The etcd operator is an awesome addition for the stability of any service that relies on it, including k8s itself. If etcd is safe, the cluster is safe.
Since etcd can run outside kubernetes, the problem of keeping etcd safe is really an independent problem from kubernetes. The project I'm working on (Rook) depends on etcd and has a requirement to run in both a kubernetes environment and a standalone environment. We have started implementing what amounts to a very basic etcd operator that will manage the health of the etcd cluster, but want to replace it with your much more complete operator. We would benefit now and going forward from the etcd operator.
What would it take to factor out the management of etcd from the dependency on kubernetes? Looking at the code, it seems we could define an interface, or interfaces, that define how the operator interacts with a generalized cluster. Methods such as "enumerate etcd members ", "start instance", "stop instance", and other operations that kubernetes takes care of. The etcd operator would become a library to be used by different types of clusters. In different environments where etcd runs, the clusters would benefit from a common implementation of monitoring etcd health, growing/shrinking the membership, backup/restore, and more.
This means that all references to kubernetes would be factored out to a new package. For the k8s scenario, the etcd-operator would be initialized with the kubernetes cluster implementation. In the Rook scenario, the etcd operator would be initialized with the Rook cluster implementation.
Any reason the operator couldn't run outside kubernetes given this abstraction?

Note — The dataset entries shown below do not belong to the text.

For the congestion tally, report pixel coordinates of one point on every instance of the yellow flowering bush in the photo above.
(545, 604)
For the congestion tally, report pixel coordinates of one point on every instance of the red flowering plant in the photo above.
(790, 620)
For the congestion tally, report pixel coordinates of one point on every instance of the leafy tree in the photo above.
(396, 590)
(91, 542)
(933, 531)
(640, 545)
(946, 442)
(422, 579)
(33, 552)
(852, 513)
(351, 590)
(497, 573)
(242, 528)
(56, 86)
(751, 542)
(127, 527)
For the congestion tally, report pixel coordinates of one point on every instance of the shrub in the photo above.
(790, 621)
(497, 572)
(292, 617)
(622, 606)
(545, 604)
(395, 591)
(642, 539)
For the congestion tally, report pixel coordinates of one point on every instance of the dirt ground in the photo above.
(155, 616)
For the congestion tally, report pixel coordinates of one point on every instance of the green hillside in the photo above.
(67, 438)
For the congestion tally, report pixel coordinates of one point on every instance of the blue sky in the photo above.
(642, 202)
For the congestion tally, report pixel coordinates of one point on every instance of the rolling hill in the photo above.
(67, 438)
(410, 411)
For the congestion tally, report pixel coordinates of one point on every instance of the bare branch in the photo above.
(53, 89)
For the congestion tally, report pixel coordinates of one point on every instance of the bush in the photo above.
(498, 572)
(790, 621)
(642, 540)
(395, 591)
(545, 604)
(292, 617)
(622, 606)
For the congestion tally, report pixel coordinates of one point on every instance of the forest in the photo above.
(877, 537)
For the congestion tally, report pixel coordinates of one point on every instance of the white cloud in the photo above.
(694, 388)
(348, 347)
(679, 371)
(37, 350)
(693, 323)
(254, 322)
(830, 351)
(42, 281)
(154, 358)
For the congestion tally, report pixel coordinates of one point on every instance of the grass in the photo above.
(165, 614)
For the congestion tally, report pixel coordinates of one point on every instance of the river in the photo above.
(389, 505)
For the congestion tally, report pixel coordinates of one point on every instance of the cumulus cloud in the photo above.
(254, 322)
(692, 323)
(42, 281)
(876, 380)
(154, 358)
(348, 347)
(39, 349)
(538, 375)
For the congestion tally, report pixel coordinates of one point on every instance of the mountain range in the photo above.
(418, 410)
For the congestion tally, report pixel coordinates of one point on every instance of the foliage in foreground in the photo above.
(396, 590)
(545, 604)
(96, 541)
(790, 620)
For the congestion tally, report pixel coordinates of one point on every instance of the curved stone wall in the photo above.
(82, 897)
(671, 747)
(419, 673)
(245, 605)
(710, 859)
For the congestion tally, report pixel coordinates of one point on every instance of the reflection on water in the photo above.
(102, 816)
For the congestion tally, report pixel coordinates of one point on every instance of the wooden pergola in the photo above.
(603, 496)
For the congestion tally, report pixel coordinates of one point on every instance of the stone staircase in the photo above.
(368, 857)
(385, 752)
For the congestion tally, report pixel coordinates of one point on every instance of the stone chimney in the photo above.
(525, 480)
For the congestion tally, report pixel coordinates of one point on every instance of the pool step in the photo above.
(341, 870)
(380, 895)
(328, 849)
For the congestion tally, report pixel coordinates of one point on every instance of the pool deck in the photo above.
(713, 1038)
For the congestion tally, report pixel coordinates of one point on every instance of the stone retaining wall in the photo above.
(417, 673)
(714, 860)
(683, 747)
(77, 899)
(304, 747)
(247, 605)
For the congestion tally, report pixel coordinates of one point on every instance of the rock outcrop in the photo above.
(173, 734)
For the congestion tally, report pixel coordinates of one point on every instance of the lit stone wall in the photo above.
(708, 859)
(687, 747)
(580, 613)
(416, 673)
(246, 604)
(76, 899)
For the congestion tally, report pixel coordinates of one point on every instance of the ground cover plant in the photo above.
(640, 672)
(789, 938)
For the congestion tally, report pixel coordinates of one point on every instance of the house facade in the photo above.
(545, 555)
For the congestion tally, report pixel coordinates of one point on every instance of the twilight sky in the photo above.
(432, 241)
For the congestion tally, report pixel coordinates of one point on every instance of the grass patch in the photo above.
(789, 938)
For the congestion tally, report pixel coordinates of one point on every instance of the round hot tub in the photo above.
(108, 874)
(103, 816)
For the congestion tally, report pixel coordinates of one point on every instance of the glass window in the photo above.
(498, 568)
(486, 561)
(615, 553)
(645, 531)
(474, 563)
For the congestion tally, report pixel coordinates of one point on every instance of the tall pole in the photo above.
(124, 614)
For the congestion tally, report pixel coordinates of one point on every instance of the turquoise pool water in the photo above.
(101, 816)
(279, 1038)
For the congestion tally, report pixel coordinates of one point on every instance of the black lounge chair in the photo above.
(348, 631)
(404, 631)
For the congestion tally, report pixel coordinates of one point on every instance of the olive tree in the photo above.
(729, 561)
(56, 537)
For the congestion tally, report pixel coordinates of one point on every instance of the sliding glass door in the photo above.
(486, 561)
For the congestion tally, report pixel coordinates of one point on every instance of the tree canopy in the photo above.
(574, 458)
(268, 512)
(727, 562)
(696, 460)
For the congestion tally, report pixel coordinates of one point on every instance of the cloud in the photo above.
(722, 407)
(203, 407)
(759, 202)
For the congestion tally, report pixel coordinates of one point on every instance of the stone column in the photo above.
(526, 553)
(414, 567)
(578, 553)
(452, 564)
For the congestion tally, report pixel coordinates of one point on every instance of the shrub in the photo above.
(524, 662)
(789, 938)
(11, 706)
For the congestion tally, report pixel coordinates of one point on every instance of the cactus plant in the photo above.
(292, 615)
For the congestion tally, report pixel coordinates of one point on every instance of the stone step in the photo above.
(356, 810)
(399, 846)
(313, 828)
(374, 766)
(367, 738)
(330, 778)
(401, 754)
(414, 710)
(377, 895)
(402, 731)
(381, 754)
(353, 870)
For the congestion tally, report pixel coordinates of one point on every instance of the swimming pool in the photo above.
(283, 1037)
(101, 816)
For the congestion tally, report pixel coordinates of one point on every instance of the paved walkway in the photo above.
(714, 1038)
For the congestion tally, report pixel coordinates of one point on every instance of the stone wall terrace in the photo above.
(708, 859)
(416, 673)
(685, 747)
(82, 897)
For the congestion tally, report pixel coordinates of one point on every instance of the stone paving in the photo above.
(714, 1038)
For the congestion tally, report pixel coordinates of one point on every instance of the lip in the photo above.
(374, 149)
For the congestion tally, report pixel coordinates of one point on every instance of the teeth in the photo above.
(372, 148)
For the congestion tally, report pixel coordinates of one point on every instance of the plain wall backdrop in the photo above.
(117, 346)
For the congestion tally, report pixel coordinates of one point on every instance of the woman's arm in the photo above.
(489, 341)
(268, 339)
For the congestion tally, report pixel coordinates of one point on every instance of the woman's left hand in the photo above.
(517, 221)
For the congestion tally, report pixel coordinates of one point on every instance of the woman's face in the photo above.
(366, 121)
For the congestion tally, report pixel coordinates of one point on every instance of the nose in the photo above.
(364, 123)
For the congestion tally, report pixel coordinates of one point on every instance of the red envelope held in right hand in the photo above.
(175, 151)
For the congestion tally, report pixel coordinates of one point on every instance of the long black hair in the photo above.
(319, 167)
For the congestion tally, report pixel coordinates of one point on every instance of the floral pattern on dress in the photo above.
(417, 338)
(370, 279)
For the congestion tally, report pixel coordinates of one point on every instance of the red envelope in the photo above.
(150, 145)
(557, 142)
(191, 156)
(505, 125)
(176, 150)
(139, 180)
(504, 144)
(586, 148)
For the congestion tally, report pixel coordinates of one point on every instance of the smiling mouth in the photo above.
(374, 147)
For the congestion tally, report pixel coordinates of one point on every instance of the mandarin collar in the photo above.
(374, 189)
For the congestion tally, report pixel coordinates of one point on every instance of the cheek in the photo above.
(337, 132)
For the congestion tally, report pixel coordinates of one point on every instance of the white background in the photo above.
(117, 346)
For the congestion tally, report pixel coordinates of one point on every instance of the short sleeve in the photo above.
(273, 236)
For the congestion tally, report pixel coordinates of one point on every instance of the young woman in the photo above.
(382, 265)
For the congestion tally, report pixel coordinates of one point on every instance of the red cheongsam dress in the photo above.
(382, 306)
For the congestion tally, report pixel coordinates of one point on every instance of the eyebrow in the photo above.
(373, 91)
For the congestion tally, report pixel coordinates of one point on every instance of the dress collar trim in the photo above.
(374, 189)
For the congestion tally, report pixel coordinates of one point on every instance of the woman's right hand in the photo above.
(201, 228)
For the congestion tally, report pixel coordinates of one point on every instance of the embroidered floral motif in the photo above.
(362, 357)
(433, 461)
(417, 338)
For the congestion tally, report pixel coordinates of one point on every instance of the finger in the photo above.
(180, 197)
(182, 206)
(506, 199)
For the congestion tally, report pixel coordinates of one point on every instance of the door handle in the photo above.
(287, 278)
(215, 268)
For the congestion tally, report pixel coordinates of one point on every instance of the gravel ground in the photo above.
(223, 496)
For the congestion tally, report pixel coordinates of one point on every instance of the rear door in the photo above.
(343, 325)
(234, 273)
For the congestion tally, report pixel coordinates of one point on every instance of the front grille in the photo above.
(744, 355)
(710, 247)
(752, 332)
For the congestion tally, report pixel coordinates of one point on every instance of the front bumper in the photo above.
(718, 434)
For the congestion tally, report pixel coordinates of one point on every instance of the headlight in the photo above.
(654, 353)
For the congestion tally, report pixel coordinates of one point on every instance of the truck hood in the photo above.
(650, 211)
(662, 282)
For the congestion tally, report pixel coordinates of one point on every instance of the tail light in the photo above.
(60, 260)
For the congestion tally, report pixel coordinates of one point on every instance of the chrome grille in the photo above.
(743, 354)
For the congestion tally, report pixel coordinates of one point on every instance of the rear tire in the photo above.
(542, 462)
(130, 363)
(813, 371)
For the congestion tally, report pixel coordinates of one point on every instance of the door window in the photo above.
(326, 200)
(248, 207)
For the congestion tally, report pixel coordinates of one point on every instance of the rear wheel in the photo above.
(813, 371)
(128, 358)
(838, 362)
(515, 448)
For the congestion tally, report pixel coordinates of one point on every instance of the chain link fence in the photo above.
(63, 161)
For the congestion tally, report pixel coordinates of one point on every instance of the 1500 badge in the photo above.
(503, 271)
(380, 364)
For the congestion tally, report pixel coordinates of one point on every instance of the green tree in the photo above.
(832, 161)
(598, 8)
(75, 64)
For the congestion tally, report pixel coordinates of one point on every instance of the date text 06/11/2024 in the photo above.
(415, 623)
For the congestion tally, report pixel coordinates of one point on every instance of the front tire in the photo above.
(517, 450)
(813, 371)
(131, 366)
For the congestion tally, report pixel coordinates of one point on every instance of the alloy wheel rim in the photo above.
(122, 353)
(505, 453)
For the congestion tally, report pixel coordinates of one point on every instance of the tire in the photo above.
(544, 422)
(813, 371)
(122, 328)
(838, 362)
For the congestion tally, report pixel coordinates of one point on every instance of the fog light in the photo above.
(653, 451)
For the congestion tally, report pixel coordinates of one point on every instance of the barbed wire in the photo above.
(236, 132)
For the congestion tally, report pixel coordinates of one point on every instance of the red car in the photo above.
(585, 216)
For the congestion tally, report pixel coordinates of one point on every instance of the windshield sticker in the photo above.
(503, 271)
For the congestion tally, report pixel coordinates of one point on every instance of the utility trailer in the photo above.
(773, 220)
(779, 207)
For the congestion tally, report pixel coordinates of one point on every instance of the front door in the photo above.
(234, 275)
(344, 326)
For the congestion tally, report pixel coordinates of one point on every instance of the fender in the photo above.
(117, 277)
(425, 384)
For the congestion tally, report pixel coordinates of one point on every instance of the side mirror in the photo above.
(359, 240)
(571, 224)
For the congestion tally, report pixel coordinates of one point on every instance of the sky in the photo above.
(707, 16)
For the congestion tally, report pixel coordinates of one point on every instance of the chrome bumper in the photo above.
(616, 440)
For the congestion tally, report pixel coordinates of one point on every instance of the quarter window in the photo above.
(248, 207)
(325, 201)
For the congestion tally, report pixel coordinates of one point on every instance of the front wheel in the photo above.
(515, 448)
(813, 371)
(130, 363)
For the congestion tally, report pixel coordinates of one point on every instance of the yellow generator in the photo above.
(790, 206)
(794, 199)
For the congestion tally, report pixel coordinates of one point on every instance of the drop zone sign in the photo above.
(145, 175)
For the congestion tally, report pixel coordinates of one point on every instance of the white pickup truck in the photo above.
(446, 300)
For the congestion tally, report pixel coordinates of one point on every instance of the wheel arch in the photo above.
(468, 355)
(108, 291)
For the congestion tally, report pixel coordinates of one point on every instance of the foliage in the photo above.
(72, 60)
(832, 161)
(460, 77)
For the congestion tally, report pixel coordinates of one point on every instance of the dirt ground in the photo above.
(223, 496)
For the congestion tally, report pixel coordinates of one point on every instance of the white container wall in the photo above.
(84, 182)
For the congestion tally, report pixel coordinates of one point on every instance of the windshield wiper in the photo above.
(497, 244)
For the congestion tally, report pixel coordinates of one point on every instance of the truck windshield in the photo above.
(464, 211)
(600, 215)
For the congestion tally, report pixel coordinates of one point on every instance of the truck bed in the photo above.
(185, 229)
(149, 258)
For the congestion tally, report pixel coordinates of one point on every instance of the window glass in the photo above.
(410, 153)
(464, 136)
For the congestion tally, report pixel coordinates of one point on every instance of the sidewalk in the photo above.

Another level of abstraction to consider is the operator pattern. In our clusters, we effectively have a Ceph operator that manages the distributed storage subsystems. Currently the etcd and prometheus operators don't appear to share any common operator library. Is there a planned operator library or is the k8s management all they are expected to have in common? Perhaps this abstraction would become obvious with the other refactoring suggested for etcd, but it might be different. Thoughts on this?
Thanks!
Travis Nielsen